Life was not easy, make no mistake. Hard working parents, who worked every extra minute to ensure that their little ones could smile that carefree smile. There was silent acquiescence among the elders. There was hardly any petty bickering, and if there was, it was brushed aside immediately; and so this collective trust grew, sometimes with small games on the street, and sometimes with collective trips to the theatre to watch a movie on the rotting old seats, way before multiplexes snaked their way into lives.

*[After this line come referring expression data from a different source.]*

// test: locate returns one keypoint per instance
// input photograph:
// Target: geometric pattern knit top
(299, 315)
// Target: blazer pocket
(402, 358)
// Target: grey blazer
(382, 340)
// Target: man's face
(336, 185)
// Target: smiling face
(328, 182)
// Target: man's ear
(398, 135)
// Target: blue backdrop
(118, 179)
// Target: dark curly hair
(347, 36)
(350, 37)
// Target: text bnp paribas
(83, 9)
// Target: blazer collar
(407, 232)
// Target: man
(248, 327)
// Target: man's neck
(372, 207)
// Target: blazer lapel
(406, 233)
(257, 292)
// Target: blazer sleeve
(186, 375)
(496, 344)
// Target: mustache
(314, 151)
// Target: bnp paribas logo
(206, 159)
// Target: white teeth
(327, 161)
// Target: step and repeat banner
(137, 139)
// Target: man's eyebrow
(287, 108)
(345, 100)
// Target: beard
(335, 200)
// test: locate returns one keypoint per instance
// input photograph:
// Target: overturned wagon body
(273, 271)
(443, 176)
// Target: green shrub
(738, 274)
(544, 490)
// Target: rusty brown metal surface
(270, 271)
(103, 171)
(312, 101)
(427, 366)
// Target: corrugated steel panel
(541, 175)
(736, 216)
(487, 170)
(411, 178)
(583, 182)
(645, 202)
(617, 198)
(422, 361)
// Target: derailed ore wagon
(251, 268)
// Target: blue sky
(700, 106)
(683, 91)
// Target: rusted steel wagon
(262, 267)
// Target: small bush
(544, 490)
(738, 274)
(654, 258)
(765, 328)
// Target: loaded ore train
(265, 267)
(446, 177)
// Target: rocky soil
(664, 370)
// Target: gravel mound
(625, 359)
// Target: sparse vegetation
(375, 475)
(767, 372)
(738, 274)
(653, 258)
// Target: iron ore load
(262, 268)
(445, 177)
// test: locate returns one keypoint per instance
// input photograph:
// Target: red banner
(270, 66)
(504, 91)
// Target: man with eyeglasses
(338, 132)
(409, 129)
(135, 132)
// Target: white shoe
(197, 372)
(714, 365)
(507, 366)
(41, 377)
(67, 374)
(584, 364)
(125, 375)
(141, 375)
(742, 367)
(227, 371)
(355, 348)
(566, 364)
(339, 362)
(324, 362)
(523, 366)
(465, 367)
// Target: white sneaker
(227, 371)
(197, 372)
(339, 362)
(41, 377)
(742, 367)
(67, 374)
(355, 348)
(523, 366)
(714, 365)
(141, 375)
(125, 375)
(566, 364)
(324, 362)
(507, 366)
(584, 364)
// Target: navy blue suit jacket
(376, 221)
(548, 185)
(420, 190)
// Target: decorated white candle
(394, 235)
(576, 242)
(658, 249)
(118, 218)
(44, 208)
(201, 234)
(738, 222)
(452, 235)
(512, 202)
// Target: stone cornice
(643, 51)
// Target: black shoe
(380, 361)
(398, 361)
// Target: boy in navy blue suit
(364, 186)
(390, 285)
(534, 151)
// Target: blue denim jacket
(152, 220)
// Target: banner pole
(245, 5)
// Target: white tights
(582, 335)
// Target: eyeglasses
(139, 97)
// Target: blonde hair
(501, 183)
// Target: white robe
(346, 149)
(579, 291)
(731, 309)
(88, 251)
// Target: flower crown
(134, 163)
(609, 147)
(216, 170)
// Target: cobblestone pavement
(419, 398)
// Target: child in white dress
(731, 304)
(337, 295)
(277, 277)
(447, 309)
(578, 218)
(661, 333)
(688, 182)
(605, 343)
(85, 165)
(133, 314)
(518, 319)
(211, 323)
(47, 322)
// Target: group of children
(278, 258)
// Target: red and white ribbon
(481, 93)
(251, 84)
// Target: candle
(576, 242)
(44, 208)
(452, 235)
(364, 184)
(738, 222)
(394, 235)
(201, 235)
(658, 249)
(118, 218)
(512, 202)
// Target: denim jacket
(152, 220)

Gathering around one of the mommies, clamouring for some water or asking the next door uncle to come and complete the cricket eleven or was it the cricketing five? Who cares? The result never mattered. Fierce fights would end with collective laughter.


Part III

Life was not all fun and games for the children. There was school of course, and endless tuitions and tests and weight lifting of school bags that would put the WWF wrestlers to shame! Yet, life was simple. There was no internet or mobile phones and spending evenings sitting on compound walls and discussing the day’s delights and dejection were the stress relievers; where social networks meant face to face interactions and not nameless faces and faceless names inside insidious portals.

The children would discuss their dreams of what they would want to be when they grew up, which was essentially in a faraway time inside a faraway land, where dreams came true because of the merit of who you were. Budding cricketers, actors, singers , even tennis players grew up in the midst of mutual encouragement.

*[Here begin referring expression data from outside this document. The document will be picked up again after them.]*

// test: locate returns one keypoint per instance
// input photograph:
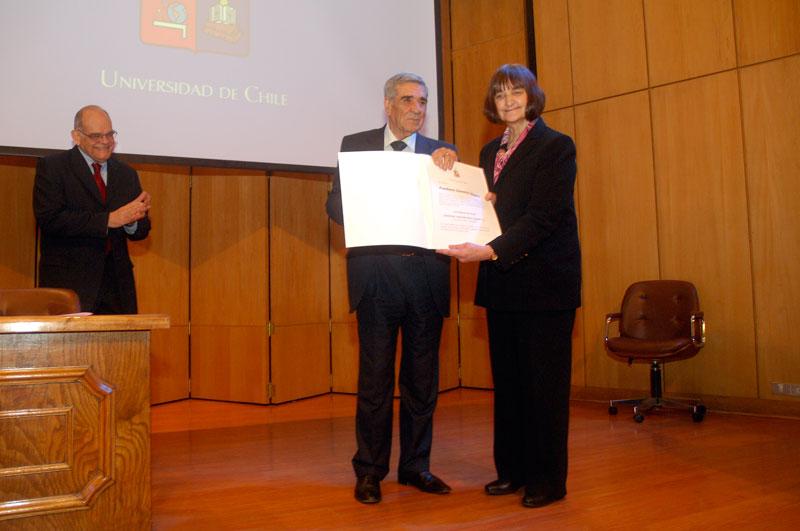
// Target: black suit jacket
(73, 222)
(362, 261)
(539, 259)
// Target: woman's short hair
(514, 76)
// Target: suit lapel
(84, 174)
(528, 145)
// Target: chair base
(642, 406)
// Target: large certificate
(399, 198)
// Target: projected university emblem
(211, 26)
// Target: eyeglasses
(111, 135)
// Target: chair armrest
(698, 329)
(610, 318)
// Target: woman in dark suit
(529, 282)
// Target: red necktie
(98, 178)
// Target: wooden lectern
(75, 421)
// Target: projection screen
(266, 82)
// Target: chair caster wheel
(699, 413)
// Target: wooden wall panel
(344, 357)
(476, 370)
(230, 363)
(445, 56)
(608, 48)
(686, 38)
(472, 69)
(162, 260)
(298, 257)
(553, 62)
(169, 364)
(766, 29)
(17, 223)
(474, 22)
(300, 361)
(299, 290)
(161, 267)
(340, 304)
(229, 247)
(229, 278)
(619, 242)
(771, 112)
(703, 228)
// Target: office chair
(38, 301)
(659, 322)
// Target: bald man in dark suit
(88, 205)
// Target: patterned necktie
(98, 178)
(398, 145)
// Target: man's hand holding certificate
(398, 198)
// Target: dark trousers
(109, 299)
(531, 356)
(399, 299)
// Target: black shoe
(424, 481)
(368, 489)
(499, 487)
(540, 496)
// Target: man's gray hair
(77, 124)
(390, 88)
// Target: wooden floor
(233, 466)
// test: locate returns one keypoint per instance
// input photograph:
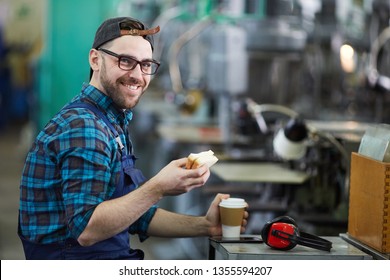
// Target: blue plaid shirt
(73, 165)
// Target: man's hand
(174, 179)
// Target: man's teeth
(132, 87)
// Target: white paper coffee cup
(232, 212)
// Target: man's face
(125, 87)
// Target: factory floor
(14, 141)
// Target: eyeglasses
(127, 63)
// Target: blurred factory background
(233, 75)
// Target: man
(80, 193)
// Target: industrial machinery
(249, 68)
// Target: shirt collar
(106, 104)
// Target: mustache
(131, 80)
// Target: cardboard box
(368, 218)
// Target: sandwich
(195, 160)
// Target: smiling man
(80, 192)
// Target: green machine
(63, 66)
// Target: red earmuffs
(282, 233)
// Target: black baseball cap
(113, 28)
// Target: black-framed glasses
(127, 63)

Welcome to ‘Ellai’ street. ‘Ellai’ in my native tongue is a colloquial for border, and ironically inside a cozy nook and dead end did this little colony exist- this colony of dreams, not daydreams but real ones. Where trust and love grew brighter than petty fights , giving the inhabitants the courage to go beyond the ‘ellai’ or end of their imagination.

The street games taught competitiveness and sportsmanship, cricket taught the boys that girls can play the game too and the fact that they went to various different schools taught them that they could be different and yet alike, because what mattered was not what was without, but what was within.

The children learnt from their parents that it was not as important to take oneself seriously, as it was to take one’s life so. Children were not told, rather they were taught and they watched and imbibed, and learnt for themselves.They were lucky were these children, because despite the hardwork life was full of the riches of entertainment, despair, hope, fights and joys.

Babu was the cricketer who was sought after for every match, Sindu and her sister Kutti were the ones who would always look after one another, ever guarded against potential bullies! Yash and his brother Kash were the entertainers who kept everyone in splits with their jokes and Sheena and Shaan were the brainy brother sister duo. Who was she then? She was Chaya, always preferring the shade and the shadows to the sun, preferring solitude, not because she was lonely, but because she could never seem to drum up the energy to consistently keep up with the other children. Her brother Roshan was on the other hand, full of life and could never complete his day without a cricket match and of course a little fight with Chaya.

And so, the days rolled on in Ellai street, a comfortable monotony that almost seemed to have a tune to itself. There did seem to be music in the air; one could hear it in the swaying of the trees, the sound of running bare heels connecting with the concrete road and in the shouts of ever anxious parents asking children to stop playing tightrope walkers on the compound walls!

And so endured a musical journey, marching to its own beat, where the composers, were the actors and the actors, the musicians.